En retenant ces films, la CS contribue à constituer un canon d’œuvres de valeur, en s’appuyant sur la catégorie des « films d’auteur » – que l’on associe à un corpus de classiques avec des œuvres comme Roma città aperta mais aussi, suivant un cadre plus lâche, à des films désignés comme auteuristes par la presse en général. Ce qui importe avant tout, c’est la diffusion d’un savoir destiné aux élèves qui pose les bases d’une culture cinématographique, en leur donnant accès à des œuvres spécialement sélectionnées à leur intention. Cette action se conjugue actuellement avec une mission de diffusion de films de patrimoine et de films plus récents dont la circulation n’aurait été pas été possible suivant les seules règles du marché.
Cette sélection suit le modèle du ciné-club tel qu’il existe depuis fort longtemps. En effectuant un choix dans la masse des films à disposition, ce programme établit des critères de qualité des œuvres, participant d’un projet d’éducation au cinéma qui s’efforce de développer le goût du public – et je dirai même de fixer ce qui est considéré comme le bon cinéma. Par ailleurs, il tend à démontrer que, sous une forme divertissante, le cinéma peut, à l’égal de la littérature et des arts, ouvrir à des analyses mêlant aspects formels et réflexions sociétales.

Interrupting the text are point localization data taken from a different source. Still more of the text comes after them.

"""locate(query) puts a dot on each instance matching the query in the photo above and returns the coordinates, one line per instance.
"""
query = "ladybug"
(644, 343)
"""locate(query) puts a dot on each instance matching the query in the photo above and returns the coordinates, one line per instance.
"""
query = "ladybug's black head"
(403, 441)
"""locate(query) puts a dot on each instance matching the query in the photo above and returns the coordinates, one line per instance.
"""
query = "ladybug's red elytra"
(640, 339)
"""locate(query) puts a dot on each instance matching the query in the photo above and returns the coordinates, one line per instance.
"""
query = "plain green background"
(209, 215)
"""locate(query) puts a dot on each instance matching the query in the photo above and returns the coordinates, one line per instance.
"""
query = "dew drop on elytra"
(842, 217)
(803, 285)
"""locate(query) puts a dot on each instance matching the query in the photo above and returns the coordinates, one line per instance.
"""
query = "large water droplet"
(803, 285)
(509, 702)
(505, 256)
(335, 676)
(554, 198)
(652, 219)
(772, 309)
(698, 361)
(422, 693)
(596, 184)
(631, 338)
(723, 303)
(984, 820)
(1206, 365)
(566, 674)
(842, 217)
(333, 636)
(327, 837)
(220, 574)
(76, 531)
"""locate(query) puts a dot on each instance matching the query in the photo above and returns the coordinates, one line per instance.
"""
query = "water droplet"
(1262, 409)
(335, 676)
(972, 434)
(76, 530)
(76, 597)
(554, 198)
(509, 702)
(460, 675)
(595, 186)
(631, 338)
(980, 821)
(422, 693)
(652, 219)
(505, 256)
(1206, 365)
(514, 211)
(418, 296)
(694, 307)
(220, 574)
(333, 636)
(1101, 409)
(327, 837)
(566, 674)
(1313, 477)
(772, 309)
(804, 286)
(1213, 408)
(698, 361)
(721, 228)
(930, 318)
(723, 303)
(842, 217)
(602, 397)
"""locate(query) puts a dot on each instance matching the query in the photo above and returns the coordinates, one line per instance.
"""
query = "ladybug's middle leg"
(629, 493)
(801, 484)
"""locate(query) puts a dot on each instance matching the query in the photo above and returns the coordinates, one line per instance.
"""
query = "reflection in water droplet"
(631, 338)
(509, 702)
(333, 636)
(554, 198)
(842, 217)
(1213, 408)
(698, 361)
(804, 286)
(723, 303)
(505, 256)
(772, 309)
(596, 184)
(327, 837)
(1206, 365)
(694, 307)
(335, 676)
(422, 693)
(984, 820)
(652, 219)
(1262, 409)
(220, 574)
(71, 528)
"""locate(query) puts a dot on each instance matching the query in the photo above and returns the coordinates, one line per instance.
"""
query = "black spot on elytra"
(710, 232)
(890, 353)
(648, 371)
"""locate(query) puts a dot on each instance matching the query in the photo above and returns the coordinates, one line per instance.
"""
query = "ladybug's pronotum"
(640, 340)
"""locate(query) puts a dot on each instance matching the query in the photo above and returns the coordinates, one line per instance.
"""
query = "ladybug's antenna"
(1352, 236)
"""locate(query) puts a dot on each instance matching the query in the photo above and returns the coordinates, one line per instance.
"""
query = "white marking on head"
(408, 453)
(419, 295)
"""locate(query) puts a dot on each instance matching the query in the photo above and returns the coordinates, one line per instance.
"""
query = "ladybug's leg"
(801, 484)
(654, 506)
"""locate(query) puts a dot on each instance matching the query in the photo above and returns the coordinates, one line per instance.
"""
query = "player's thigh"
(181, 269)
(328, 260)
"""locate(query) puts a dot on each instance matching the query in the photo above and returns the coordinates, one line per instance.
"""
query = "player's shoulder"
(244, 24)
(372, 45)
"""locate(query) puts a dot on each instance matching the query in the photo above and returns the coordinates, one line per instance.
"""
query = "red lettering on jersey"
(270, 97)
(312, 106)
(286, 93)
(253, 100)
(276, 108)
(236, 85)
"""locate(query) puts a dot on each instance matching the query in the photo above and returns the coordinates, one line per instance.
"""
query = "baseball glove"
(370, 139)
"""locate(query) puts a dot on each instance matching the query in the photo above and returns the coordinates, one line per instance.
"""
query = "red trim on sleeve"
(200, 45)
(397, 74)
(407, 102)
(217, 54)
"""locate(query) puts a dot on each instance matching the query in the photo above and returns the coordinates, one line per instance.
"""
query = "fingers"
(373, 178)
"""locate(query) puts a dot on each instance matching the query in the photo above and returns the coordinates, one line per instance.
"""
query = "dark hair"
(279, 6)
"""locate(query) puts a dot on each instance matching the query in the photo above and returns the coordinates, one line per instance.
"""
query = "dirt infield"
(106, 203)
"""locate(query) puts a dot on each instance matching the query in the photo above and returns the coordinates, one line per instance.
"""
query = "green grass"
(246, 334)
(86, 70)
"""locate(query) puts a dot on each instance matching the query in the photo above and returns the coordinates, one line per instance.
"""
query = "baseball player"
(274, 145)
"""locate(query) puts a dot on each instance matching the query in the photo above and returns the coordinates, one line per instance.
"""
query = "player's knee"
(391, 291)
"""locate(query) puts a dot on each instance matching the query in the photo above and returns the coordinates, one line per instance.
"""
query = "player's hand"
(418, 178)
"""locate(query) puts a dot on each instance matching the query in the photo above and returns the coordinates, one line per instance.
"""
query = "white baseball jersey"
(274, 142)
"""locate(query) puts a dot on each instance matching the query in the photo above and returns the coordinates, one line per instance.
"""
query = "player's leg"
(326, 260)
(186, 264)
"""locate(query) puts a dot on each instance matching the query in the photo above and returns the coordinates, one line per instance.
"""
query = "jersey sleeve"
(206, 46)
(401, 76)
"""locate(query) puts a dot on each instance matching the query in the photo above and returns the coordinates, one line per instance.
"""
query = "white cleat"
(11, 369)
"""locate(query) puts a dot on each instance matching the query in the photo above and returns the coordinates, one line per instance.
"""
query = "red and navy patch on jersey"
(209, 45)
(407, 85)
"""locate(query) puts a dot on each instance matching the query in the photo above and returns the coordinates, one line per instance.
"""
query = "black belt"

Cette manière de faire se situe dans un cadre concurrentiel tout en s’efforçant de ne pas empiéter sur les activités déjà existantes telles que celles menées par la Lanterne magique, qui s’adresse plus spécifiquement aux enfants pour faire œuvre d’initiation au cinéma. Ce qui nous conduit à interroger d’une part ce qui est entendu par cinéma dans les « projections scolaires » et la fonction attribuée aux enseignants dans ce cadre, et d’autre part le rôle d’une cinémathèque en revenant sur quelques aspects de ce vaste thème constitué par le couple de notions « cinéma et éducation ».
Le cinéma dans le cadre scolaire : rappel historique
Avant toute chose, il est nécessaire à mes yeux de souligner un point important sur le plan technique : on peut maintenant introduire sans peine un film dans une classe (ou toute autre production audiovisuelle), alors que jusqu’à la diffusion de la vidéo (VHS), à partir de la fin des années 1970, la mise en présence d’un public – tout particulièrement des élèves – avec un film nécessitait l’installation d’un projecteur (et d’un écran) et la manipulation d’un film (donc d’une personne compétente dans l’usage du projecteur). La question qui se posait étant bien évidemment celle de la disponibilité du film : nous avons maintenant à notre disposition en quelques clics et souvent à moindre coût un vaste catalogue de films (ou autres programmes) sur tous sujets, de toutes époques et en provenance de quasi tous pays. Avant cela, même dans le cas de la diffusion scolaire et ciné-clubique, un film ne pouvait provenir que de quelques sources limitées comme les distributeurs spécialisés (Rialto, Columbus, etc.) et surtout du Filminstitut, la plus importante centrale de mise à disposition de films – et cela dès les années 19202 –, ainsi que de quelques organismes plus locaux, notamment des offices cantonaux rattachés au DIP de quelques grands cantons. Mais les collections offertes étaient limitées et le prix d’une location était relativement élevé. Seules quelques officines (ambassades) proposaient des mises à disposition de films à moindre coût. Et il convient de rappeler que la diffusion massive du film à format réduit – le 16mm, dont les débuts remontent à 1923 – ne s’était effectuée que progressivement. C’est d’ailleurs sous l’égide du Cinéma scolaire et populaire suisse (CSPS) – Schweizer. Schul- und Volkskino (SSVK) qu’est fondée en 1937 la Schulfilmzentrale – Centrale du film scolaire qui édite dès lors des catalogues de films pour les écoles, phénomène qui est largement renforcé par la mise en place en 1939 d’une Schmalfilmzentrale (Centrale du film à format réduit). La création de ces deux organismes liés au CSPS rappelle l’importance de ces collections – une fonction qu’ils partagent avec d’autres organismes comme la Centrale suisse d’éducation ouvrière / Schweizer. Arbeiterbildungszentrale CSEO-SABZ, fondée en 1912 et qui rassemble des films dès le début des années 1920.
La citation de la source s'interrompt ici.